Advent is the holy season that precedes Christmas. From the Latin adventus (“arrival”), it is a time of hope and expectancy, when Christians prepare their hearts for the coming of Christ.
Advent and the Church Calendar
Advent encompasses the four Sundays (and weekdays) leading up to Christmas. It begins on the fourth Sunday before Christmas, a date that changes every year. The length of the season varies between 22 and 28 days. In 2018, Advent begins on December 2.
Advent is the first season of the church calendar and marks the beginning of the liturgical year, the annual cycle of seasons observed by Christians through the centuries. At its most basic, the church calendar consists of fasts and feasts — seasons of preparation and celebration — that correspond to the key events of Christ's life and ministry.

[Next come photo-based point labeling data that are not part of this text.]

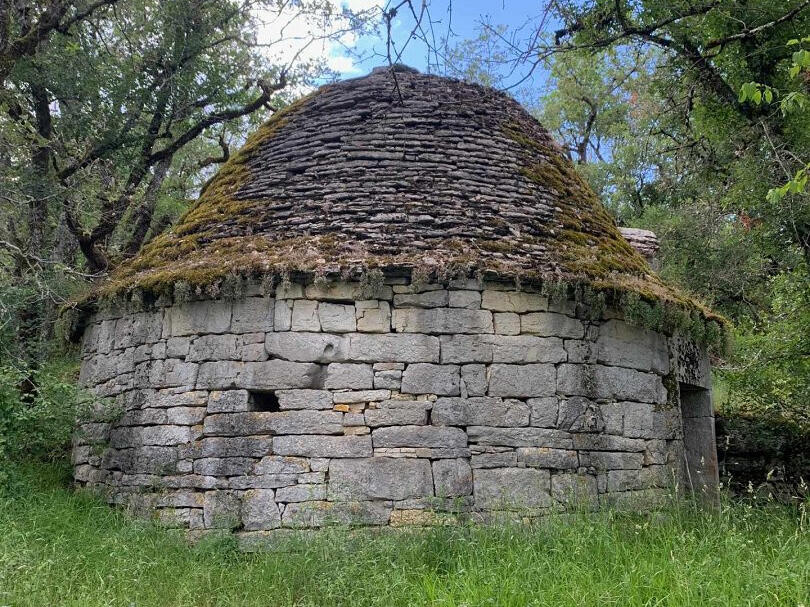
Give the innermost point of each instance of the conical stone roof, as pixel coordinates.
(397, 171)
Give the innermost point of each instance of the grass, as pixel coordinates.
(61, 548)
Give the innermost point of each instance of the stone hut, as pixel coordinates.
(397, 304)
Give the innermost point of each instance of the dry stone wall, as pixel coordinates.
(316, 404)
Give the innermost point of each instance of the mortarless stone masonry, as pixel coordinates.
(424, 414)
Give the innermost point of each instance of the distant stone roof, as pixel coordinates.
(397, 170)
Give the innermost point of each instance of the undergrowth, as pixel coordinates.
(62, 548)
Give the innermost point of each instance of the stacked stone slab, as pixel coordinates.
(411, 406)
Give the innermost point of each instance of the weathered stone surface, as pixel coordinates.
(429, 299)
(397, 413)
(480, 411)
(521, 381)
(512, 488)
(304, 399)
(221, 510)
(473, 380)
(214, 347)
(393, 348)
(337, 318)
(552, 324)
(254, 314)
(282, 422)
(425, 378)
(321, 514)
(441, 320)
(520, 437)
(198, 317)
(598, 381)
(513, 301)
(419, 436)
(228, 401)
(379, 478)
(279, 375)
(465, 299)
(350, 376)
(373, 316)
(623, 345)
(575, 489)
(544, 457)
(452, 477)
(323, 446)
(305, 316)
(307, 347)
(259, 510)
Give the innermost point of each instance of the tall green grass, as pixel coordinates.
(60, 548)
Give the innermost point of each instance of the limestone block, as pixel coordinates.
(578, 414)
(520, 437)
(238, 446)
(304, 399)
(545, 457)
(178, 347)
(419, 436)
(429, 299)
(552, 324)
(543, 411)
(397, 413)
(379, 478)
(281, 422)
(393, 348)
(473, 380)
(575, 489)
(522, 381)
(223, 466)
(199, 317)
(214, 347)
(254, 314)
(623, 345)
(506, 323)
(466, 349)
(527, 349)
(442, 320)
(600, 382)
(305, 316)
(503, 459)
(426, 378)
(373, 316)
(480, 411)
(282, 315)
(307, 347)
(344, 291)
(350, 376)
(259, 510)
(323, 446)
(219, 375)
(280, 375)
(512, 488)
(301, 493)
(337, 318)
(513, 301)
(452, 477)
(221, 510)
(388, 380)
(611, 460)
(360, 396)
(278, 464)
(321, 514)
(137, 329)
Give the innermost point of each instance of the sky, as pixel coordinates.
(353, 56)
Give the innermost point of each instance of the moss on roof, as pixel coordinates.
(452, 178)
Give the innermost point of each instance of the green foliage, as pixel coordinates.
(57, 547)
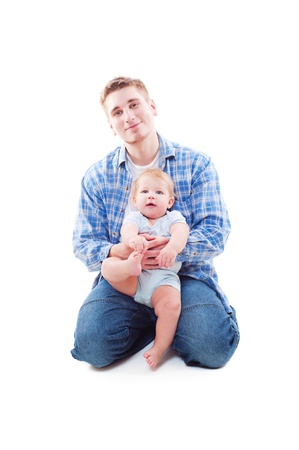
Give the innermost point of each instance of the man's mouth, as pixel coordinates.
(133, 126)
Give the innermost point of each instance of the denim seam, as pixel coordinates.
(190, 308)
(108, 301)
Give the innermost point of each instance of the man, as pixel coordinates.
(111, 325)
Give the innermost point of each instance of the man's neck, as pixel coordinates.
(144, 152)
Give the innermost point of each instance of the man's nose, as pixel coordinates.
(129, 115)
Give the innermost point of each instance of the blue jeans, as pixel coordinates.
(112, 326)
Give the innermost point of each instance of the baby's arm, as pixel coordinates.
(178, 239)
(130, 237)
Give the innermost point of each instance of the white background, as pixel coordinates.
(224, 76)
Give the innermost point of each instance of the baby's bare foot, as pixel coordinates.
(153, 356)
(134, 262)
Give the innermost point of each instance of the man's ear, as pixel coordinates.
(154, 108)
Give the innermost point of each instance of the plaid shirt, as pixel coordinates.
(105, 191)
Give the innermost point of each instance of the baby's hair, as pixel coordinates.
(157, 174)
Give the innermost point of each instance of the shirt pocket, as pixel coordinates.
(185, 208)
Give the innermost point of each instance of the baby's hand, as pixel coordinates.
(138, 243)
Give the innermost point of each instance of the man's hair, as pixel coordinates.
(118, 83)
(157, 174)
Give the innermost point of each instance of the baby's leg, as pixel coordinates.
(122, 274)
(166, 301)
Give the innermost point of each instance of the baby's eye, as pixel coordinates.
(116, 113)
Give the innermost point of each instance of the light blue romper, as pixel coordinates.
(149, 280)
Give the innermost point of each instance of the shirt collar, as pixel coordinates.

It's appropriate that Advent opens the church year. Just as Luke's Gospel begins with the birth of John the Baptist, the one who would "prepare the way" for Christ, the church's yearly cycle begins with the preparatory rhythms of Advent.
Anticipating Two Arrivals
To be a follower of Jesus is to stand between His two arrivals: his birth in Bethlehem more than two thousand years ago and His promised second coming at the end of days. Advent pertains to both. As we remember with joy the day that Christ came, we look forward with hope to the day that He will come again.
At its root, Advent is a season of messianic anticipation, when Israel’s ancient longing for the Messiah echoes deeply in our own hearts as we watch and pray for Christ to return.
To reflect these themes, Advent is traditionally divided into two parts:
The first two weeks focus on the second coming of Christ. The prayers, Scripture readings, and hymns are more solemn, drawing us to repentance as we look toward the last days.
In the second two weeks, the mood lightens. We turn our focus to Christ’s birth and begin our joyful preparations for Christmas.
The turning point in the season is the third Sunday of Advent, called Gaudete Sunday. Gaudete is Latin for “Rejoice!” so we call it the Sunday of Joy. On this day, the themes of longing and repentance give way to expectant delight. We rejoice because Christmas is almost here!